Observing Rayleigh–Taylor Stable and Unstable Accretion Through a Kalman Filter Analysis of X-Ray Pulsars in the Small Magellanic Cloud

Global, three-dimensional magnetohydrodynamic simulations of Rayleigh–Taylor instabilities at the disk–magnetosphere boundary of rotating, magnetized compact stellar objects reveal that accretion occurs in three regimes: the stable regime, the chaotic unstable regime, and the ordered unstable regime. Here we track stochastic fluctuations in the pulse period P(t) and aperiodic X-ray luminosity L(t) time series of 24 accretion-powered pulsars in the Small Magellanic Cloud using an unscented Kalman filter to analyze Rossi X-ray Timing Explorer data. We measure time-resolved histories of the magnetocentrifugal fastness parameter ω(t) and we connect ω(t) with the three Rayleigh–Taylor accretion regimes.

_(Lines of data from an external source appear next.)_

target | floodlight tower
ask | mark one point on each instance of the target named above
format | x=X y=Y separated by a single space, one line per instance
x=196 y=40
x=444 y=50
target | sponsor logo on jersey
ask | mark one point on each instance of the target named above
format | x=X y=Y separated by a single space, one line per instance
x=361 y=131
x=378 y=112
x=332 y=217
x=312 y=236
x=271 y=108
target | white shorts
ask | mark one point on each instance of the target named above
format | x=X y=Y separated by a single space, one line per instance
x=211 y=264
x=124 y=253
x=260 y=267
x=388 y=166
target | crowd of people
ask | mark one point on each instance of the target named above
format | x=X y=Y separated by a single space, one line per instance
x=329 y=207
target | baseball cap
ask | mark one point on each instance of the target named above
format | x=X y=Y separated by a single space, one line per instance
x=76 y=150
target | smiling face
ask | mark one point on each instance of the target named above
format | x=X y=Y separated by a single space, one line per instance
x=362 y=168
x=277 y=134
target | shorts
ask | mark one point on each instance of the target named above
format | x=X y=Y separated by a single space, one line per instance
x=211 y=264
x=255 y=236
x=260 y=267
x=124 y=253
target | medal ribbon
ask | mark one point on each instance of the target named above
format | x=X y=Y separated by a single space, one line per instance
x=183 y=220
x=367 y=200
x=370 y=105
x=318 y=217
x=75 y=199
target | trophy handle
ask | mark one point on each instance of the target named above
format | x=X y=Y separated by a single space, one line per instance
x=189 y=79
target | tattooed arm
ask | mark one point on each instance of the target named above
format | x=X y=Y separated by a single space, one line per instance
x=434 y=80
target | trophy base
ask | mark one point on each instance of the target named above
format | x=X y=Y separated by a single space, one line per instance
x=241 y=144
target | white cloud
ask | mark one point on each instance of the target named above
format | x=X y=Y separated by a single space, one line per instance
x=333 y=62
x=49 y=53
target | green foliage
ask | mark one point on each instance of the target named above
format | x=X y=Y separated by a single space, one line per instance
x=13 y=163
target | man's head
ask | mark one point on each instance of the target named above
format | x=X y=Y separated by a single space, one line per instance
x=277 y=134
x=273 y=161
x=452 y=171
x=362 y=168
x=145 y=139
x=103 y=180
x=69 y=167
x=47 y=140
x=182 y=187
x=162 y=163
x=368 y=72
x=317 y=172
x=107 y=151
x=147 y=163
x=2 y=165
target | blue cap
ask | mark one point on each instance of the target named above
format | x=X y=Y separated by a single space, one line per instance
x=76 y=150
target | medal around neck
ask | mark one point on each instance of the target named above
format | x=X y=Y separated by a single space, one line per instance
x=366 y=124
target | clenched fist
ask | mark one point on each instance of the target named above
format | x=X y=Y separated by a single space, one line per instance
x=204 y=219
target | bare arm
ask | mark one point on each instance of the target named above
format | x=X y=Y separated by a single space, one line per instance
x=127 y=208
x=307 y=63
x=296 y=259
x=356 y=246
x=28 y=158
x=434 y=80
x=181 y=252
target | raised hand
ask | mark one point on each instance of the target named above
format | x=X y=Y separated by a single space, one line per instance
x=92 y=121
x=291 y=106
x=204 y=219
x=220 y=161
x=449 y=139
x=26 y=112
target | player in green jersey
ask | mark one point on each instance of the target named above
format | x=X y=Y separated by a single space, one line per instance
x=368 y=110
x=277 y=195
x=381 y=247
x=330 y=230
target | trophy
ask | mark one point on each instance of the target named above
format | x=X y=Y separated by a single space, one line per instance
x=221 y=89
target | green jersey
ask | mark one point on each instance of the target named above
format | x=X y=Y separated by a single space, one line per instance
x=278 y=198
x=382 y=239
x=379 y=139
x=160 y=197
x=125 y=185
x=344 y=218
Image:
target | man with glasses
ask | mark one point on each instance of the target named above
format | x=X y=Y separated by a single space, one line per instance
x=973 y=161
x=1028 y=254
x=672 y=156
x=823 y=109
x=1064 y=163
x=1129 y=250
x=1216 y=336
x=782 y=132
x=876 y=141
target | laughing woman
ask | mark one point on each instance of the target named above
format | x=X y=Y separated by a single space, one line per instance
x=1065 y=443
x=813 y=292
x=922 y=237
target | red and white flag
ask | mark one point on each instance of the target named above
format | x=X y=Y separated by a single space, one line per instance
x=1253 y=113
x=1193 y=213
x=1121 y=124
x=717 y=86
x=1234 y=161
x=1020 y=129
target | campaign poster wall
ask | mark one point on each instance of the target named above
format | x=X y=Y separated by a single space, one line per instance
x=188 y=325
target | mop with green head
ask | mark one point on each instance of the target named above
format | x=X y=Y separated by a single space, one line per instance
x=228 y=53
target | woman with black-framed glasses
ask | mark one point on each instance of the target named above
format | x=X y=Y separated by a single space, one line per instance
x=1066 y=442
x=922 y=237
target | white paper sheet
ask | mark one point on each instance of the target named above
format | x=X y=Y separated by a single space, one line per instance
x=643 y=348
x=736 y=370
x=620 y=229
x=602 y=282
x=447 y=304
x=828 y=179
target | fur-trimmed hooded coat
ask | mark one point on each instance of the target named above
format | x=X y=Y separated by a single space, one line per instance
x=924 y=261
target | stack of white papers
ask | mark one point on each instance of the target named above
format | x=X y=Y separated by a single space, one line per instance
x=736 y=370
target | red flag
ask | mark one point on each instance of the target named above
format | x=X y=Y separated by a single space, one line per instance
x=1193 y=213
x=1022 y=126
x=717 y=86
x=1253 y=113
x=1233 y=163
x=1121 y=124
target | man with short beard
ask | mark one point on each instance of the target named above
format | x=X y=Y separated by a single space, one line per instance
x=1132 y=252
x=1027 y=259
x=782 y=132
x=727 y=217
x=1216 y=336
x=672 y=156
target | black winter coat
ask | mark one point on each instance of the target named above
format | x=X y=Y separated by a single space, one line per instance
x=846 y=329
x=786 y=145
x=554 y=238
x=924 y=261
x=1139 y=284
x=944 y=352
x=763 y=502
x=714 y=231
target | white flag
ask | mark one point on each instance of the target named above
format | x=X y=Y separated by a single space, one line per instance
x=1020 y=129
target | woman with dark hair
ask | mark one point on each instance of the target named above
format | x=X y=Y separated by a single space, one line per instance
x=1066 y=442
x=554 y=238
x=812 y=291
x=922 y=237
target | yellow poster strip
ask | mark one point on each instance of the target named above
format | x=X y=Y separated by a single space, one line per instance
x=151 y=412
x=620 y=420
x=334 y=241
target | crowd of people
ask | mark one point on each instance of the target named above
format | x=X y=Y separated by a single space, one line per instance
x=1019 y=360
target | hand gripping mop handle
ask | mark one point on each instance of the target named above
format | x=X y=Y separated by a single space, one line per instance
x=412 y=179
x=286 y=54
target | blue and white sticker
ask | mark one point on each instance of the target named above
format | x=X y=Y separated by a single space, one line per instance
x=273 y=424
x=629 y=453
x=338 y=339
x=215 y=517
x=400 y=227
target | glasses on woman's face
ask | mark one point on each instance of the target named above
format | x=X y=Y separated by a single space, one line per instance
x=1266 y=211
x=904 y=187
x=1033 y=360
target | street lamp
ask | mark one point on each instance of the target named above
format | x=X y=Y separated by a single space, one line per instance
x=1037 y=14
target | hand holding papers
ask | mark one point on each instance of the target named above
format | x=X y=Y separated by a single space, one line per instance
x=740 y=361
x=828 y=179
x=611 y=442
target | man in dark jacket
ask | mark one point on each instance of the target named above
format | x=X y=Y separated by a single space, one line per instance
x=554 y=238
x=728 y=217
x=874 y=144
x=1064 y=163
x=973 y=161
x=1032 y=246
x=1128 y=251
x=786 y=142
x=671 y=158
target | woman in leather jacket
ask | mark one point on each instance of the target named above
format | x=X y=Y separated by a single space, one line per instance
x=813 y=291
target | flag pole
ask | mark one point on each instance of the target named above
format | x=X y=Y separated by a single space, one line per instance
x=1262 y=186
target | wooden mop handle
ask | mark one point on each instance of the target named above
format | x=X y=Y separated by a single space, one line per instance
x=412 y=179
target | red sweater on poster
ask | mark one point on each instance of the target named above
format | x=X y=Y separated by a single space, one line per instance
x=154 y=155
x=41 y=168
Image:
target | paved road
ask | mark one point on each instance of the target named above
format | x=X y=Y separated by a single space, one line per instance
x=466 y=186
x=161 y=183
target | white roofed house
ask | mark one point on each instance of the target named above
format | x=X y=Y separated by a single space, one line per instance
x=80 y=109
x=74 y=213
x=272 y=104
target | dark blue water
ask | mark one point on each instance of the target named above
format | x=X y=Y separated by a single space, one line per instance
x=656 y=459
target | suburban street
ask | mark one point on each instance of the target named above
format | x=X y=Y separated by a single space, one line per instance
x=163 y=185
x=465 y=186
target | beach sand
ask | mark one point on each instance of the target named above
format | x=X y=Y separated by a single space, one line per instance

The 24 objects separate into two distinct groups, with 10 accreting in the stable regime and 14 accreting in the ordered unstable regime. None of the 24 objects except SXP 293 visit the chaotic unstable regime for sustained intervals, although several objects visit it sporadically. The Kalman filter output also reveals a positive temporal cross-correlation between ω(t) and the independently measured pulse amplitude A(t), which agrees with simulation predictions regarding the pulse-forming behavior of magnetospheric funnel flows in the three accretion regimes.